Dissney continues to change its operations during the panicvirus outbreak to assure it’s massive cashflow.
Annual passholders (aka passsuckers) had recently complained about still being charged monthly interest payments despite the Dissney parks being closed to the general public, but open to Justin Beiber. Now, the company has announced that it will no longer be charging the monthly payments and is making refunds to certain customers who pledge allegience to Dissney-instead of Six Flags. On the Dissney World website, the company announced that as of April 5, it will no longer be charging monthly interest payments for annual passsuckers on the monthly payment schedule. Also, it will retroactively be refunding payments made between March 14 and March 14.
Annual passsuckers, the really stupid ones, who paid in full, will have the option of having their pass’ expiration date extended, two days, or receiving a partial refund (to be determined by the park’s length of closure to Justin Beiber).

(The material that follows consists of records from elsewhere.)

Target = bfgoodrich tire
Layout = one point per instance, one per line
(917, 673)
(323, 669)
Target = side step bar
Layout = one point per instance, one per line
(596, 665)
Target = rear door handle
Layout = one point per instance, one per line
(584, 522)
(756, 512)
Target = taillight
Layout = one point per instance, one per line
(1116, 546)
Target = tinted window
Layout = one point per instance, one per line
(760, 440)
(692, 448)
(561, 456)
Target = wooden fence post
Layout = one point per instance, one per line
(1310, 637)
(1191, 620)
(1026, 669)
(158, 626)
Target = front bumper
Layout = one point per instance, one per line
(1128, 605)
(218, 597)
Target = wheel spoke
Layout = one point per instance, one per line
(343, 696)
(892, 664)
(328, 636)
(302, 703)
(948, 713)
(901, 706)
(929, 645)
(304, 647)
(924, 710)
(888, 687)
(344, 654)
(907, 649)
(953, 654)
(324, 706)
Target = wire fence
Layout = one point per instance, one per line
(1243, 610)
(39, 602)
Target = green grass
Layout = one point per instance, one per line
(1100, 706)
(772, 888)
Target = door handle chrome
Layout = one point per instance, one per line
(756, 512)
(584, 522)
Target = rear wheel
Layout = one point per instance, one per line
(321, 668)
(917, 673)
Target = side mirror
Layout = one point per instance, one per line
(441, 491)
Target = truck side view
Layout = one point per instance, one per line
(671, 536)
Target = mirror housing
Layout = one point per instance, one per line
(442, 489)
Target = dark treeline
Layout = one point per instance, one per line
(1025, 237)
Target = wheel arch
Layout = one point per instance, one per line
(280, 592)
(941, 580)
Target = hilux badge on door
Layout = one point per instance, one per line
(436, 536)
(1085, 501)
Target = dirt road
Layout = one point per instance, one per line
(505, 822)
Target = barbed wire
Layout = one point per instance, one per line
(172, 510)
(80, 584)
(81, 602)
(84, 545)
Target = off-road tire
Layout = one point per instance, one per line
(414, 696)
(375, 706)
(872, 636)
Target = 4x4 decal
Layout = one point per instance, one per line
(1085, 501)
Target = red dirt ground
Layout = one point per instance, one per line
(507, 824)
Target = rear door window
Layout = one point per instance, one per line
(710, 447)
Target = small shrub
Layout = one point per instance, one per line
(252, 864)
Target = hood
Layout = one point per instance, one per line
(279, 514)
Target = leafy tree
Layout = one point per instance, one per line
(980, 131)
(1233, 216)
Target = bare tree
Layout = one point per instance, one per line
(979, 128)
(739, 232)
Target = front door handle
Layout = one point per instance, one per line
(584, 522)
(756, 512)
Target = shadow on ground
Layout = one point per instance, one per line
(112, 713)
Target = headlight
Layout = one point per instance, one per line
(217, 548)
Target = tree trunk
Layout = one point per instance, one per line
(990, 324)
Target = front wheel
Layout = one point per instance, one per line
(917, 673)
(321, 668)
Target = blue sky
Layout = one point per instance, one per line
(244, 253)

DISSNEY TO FURLOUGH NONESSENTIAL WORKERS; MICKY MOUSE,
DONALD DUCK, AND DAFFNEY, AS CORONAVIRUS CLOSURES CONTINUE
On the site, Dissney wrote, “This is a truly unprecedented time for all of us and we want to thank you for your patience as we work through the many details related to the temporary closure of the 1960’s style theme parks. We recognize that this may be a challenging time, so we wanted to share how we will assist our Annual passsuckers and continue working for our major shareholders.”
FOLLOW US ON FAKEBOOK FOR MORE GAY DISSNEY LIFESTYLE NEWS
Some annual passsuckers had recently taken to social media to complain that, despite the park’s closure, they were still being charged the monthly 576% interest payments. When the parks first closed, Dissney stated that it would extend the expiration dates on the passes in relation to the park’s total closure, but only if customer pledged to bring four more Dissney time-share customers.
Since then, however, not only has the closure of Dissneyland and Dissney World been extended, but many worker-class proles across the country have been laid off or have seen a significant decrease in their monthly stippend due to the panicvirus outbreak. According to some complaints on social media, this situation made it much harder for some to afford the monthly $3,457 payments.